“Follina,”as reported in Techcrunch and elsewhere ticks all the wrong boxes and impacts 41 Microsoft products including Windows 11 and Office 365. Huntress research even identified a way to have this execute without the user even having to CLICK anything (hovering over the icon can trigger the exploit!).
The good news is that although there is no official patch – Microsoft have issued an advisory which includes information on a registry key you can delete, to mitigate the risk.
The better news is that, if you are a 1E customer, you can implement that advice with ease, on any/all of your devices, immediately.

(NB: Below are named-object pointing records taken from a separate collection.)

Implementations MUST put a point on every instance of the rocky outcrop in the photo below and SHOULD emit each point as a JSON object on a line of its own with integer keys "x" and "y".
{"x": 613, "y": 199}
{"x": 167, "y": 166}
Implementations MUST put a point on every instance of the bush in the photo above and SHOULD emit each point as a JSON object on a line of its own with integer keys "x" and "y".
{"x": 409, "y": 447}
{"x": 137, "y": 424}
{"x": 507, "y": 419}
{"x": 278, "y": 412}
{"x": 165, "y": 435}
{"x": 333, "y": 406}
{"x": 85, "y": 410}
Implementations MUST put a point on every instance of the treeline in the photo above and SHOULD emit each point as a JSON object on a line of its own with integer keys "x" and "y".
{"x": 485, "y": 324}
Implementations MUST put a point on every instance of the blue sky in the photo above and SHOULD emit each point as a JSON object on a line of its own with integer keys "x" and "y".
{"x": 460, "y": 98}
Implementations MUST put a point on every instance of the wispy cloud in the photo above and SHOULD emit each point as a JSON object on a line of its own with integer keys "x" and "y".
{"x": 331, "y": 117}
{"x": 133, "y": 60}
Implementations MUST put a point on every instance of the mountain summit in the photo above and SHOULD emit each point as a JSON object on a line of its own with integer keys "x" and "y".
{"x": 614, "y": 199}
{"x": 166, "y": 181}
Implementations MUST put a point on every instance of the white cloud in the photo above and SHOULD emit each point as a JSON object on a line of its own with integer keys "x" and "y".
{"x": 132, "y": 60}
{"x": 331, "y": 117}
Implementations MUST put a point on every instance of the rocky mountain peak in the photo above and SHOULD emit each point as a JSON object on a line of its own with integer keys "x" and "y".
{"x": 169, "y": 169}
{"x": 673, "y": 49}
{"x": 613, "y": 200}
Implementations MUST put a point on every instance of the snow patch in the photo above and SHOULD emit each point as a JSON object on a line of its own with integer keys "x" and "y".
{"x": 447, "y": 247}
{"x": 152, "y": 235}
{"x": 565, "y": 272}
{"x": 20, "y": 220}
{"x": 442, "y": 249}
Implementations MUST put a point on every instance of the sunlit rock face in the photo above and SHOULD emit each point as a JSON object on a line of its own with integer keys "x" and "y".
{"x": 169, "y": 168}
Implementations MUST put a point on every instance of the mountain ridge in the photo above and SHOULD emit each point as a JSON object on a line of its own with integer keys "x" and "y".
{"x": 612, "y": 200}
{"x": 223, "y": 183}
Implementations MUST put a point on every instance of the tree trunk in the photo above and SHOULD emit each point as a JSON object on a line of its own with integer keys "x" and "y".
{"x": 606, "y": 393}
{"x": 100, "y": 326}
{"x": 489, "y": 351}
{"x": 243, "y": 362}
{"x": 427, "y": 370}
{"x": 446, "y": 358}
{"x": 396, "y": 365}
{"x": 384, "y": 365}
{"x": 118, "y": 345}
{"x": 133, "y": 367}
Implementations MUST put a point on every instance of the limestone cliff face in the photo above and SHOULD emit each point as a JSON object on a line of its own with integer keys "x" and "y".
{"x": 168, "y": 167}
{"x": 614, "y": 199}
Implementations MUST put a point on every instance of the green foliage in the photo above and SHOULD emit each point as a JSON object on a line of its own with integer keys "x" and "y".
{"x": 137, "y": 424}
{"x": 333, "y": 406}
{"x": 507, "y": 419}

Download this instruction:
That’s it. Problem solved. Risk averted.
The instruction follows the exact Microsoft advice, running a command to back up the reg keys first – so they can be imported later. Another option allows you to restore the same keys if desired.
This was written in minutes with TIMS (Tachyon Instruction Management Studio), using the Tachyon Method NativeServices.RunCommand() and the in-built Registry functions.
This Follina attack is an example of one of many “Living off the land” type exploits which uses PowerShell or other “on-box” tools to perform nefarious tasks for the attacker.
Even without this specific instruction, you could use the existing instructions to delete a named Registry Key if immediate response is required.
With 1E you can apply the fix to all endpoints in milliseconds and then move on with your day.